Asimismo, en dicho documento aparece el nombre del arquitecto Felipe Minaya Calderón como representante técnico de Juan Bautista Ake. Sobre Minaya Calderón, de acuerdo con un directorio de construcciones consultado, forma parte de la mesa directiva de la empresa Ecotécnicos de la Península, pero tampoco hay mayor información sobre él o dicha iniciativa privada.

Todavía más, en las otras dos listas donde figura el nombre de Juan Bautista Ake Ake es en la de beneficiarios de programas sociales, sin embargo, ambas listas fueron borradas del portal de transparencia del Gobierno del Estado de Yucatán, aunque de acuerdo con el título de una de las listas, Juan Bautista Ake Ake resultó beneficiado en el municipio Dzemul.

Llegados a este punto, la pregunta fundamental es: ¿sabrá Juan Bautista Ake Ake que ganó 4.1 millones de pesos gracias a una licitación pública?
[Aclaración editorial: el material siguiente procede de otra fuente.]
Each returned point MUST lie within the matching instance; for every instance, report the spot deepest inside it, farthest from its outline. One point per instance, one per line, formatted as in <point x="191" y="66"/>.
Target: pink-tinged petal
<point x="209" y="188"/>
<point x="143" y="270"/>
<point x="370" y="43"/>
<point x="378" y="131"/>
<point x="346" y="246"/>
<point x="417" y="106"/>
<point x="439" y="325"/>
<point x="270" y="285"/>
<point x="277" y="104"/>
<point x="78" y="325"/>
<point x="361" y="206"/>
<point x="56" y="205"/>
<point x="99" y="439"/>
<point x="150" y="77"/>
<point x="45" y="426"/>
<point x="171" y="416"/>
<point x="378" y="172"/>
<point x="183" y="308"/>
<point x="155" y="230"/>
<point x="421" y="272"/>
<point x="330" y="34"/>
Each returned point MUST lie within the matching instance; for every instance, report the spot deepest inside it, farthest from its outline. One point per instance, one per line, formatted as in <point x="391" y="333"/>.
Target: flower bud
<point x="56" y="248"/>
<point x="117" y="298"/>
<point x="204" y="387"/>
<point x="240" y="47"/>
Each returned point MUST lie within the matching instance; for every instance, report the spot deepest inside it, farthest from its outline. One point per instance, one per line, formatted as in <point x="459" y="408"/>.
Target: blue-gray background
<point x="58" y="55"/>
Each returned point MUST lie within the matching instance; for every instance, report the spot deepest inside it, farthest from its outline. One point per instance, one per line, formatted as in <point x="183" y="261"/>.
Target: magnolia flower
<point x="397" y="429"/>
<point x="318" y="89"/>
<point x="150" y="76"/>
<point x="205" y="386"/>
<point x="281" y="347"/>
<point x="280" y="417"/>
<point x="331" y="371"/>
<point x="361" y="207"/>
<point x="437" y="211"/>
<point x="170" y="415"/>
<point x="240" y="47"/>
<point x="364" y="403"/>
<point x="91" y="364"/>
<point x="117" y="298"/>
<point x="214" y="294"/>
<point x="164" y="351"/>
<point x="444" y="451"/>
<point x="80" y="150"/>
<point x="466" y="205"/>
Pues hay que señalar que este modus operandi es una práctica común de funcionarios públicos para el desvío de fondos.

Sin irnos lejos, recordemos el caso de Rogelio Ek Sulu, un joven de 24 años de edad que tan solo en 2016, bajo la empresa Comercializadora de Servicios Generales Ek, generó facturas que acumularon los siete millones 489 mil 820 pesos al ayuntamiento de Mérida, cuando Mauricio Vila Dosal era el alcalde del municipio. Sin embargo, Ek Sulu nunca supo de su participación en dichas licitaciones.

De igual forma, el nombre del joven no figuraba en directorios empresariales o de giros relacionados, pero sí se encontraba en la lista de proveedores de servicios del ayuntamiento de Mérida como barrendero, específicamente en el área de Servicios Municipales para el servicio de mantenimiento a 21 parques, dos campos y nueve áreas verdes en distintos puntos de la ciudad.

Finalmente, como ya es costumbre con Carlos Francisco Viñas Heredia, el titular del IVEY se abstuvo de firmar el contrato y en su lugar fue aprobado y signado por uno de sus cómplices, el jefe de Normatividad y Obra Pública, Ricardo J. Estrella Segovia.

Otros funcionarios que resultaron cómplices al estampar su firma como testigos del acto fueron Luis Fernando Febles Castillo, de la Secretaría de la Contraloría General del Estado; Claudia Suárez Jiménez, por el Departamento Jurídico del IVEY; y Miguel Navarrete Guevara, por el CMIC delegación Yucatán.

Como se puede constatar, la voracidad de Viñas Heredia no tiene límites, al grado de utilizar incluso prestanombres para desviar recursos destinados a los municipios que más lo necesitan, como es el caso de Maní.